Criminals of any sort. From the petty shoplifters, to the mass murderers, to the politicians.
Not because I feel a great deal of empathy for them, but because it seems that few people feel any for them at all.
I’m not exactly a determinist. I think that people can make choices that can change the future. However, I think it’s a little foolish to judge someone’s actions as if their history didn’t limit those choices. If a person is raised to believe that [insert group here] are hurting your friends and family, and that they aren’t real people, then why would they bother to learn the opposite?
I try (and fail, often) to not judge anyone other than myself. For the most part, I know why I do (or don’t do) things. I know the reason why I didn’t say “thank you” to the bus driver is because I was exhausted, not because I was deliberately trying to be rude, and I judge myself less harshly; I know that the reason I was late is because I got distracted reading again and not because of any circumstances out of my own control, and I judge myself more harshly. With someone else’s actions, I can’t know that.

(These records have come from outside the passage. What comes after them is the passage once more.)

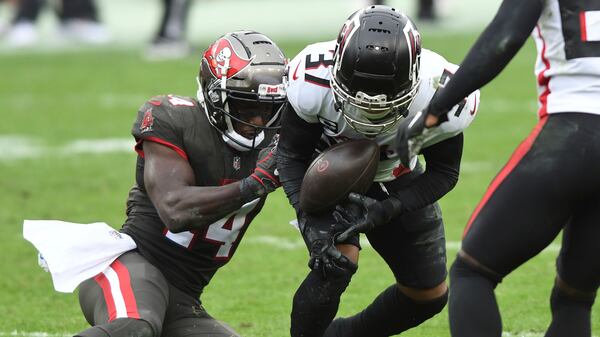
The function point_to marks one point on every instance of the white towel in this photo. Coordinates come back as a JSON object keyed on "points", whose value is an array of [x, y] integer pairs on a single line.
{"points": [[75, 252]]}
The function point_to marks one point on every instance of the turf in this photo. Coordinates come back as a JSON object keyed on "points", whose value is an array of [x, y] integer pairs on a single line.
{"points": [[53, 99]]}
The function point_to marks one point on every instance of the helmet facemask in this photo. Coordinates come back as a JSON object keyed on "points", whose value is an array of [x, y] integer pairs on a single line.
{"points": [[375, 75], [372, 115]]}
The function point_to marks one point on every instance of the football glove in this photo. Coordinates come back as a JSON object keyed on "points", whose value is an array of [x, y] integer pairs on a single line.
{"points": [[363, 214], [265, 178], [410, 137], [319, 235]]}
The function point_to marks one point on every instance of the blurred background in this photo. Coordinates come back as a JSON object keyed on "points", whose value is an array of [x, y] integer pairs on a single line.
{"points": [[72, 76]]}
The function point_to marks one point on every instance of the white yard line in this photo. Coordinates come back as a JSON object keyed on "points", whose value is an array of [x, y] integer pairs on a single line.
{"points": [[16, 333], [19, 147]]}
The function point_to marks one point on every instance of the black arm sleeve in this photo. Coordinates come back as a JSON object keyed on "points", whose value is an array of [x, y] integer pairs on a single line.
{"points": [[496, 46], [440, 176], [297, 142]]}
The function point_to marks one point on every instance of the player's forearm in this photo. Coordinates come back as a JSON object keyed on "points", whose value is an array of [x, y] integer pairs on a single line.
{"points": [[297, 143], [494, 49], [196, 207], [440, 177]]}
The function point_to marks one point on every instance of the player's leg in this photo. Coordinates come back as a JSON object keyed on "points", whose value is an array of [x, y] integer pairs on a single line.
{"points": [[129, 299], [317, 299], [186, 317], [578, 276], [79, 9], [169, 42], [524, 209], [413, 246]]}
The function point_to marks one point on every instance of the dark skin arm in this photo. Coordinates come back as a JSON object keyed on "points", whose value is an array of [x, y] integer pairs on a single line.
{"points": [[181, 205]]}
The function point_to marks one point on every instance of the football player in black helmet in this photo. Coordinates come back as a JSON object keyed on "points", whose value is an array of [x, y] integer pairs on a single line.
{"points": [[201, 178], [362, 85], [537, 194]]}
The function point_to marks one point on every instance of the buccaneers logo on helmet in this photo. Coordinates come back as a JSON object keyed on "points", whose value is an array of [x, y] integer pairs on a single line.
{"points": [[223, 61]]}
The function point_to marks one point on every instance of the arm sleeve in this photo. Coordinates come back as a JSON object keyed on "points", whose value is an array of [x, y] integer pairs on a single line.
{"points": [[297, 143], [496, 46], [441, 174], [157, 122]]}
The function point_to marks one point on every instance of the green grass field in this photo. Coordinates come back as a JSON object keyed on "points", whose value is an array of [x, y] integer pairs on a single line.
{"points": [[48, 101]]}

On my worst days, I am a smug, condescending, pretentious, destructive, intolerant asshole. I don’t have days like that very often, but I’ve had them enough to know that that side of me exists. On the other hand, most days, I’m helpful and friendly to pretty much everyone (or, at least, I try to be; for me, “friendly” means “be pleasant when social contact is unavoidable, avoid social contact if it is polite to do so”). I would not want someone to judge who I am as a person by my worst days, and, for most people, how am I supposed to know if their behaviour is because they’re a bad person, or just having a very bad day/week/month/year?
So, when someone does something horrible, I reflect that this person is human, like I am, and that somewhere in me, there’s version of me that was brought up to believe that sinners are bad people who deserve eternal torture, and that whatever brief suffering I bring to them now means nothing next to that, and, if I have exactly the wrong series of really, really bad days, that part of me might come to the forefront. And that if I don’t want it to happen, that that’s exactly what I have to do: to think of these people as people, and not as “sinners” or “criminals” or any other label that strips them of their humanity.
If someone else chooses to see those people as monsters, then, well, I try not to judge them, either. Their choices have been just as restricted. But I do try to convince them to look at the “monsters” the same way I do. Because maybe there will be a day when they are face-to-face with some of their monsters, and my words will have given them a choice to not become a monster themselves.
On another note, I don’t think that “not having sympathy/empathy” is the right concept. The very concept of schadenfreude is that you do feel the pain that the other person is feeling, you know that they’re hurting, and the sympathetic pain gives you pleasure. But I can’t find a better word or saying or whatever to express the concept that we’re going for here, so I’ll just leave it at that.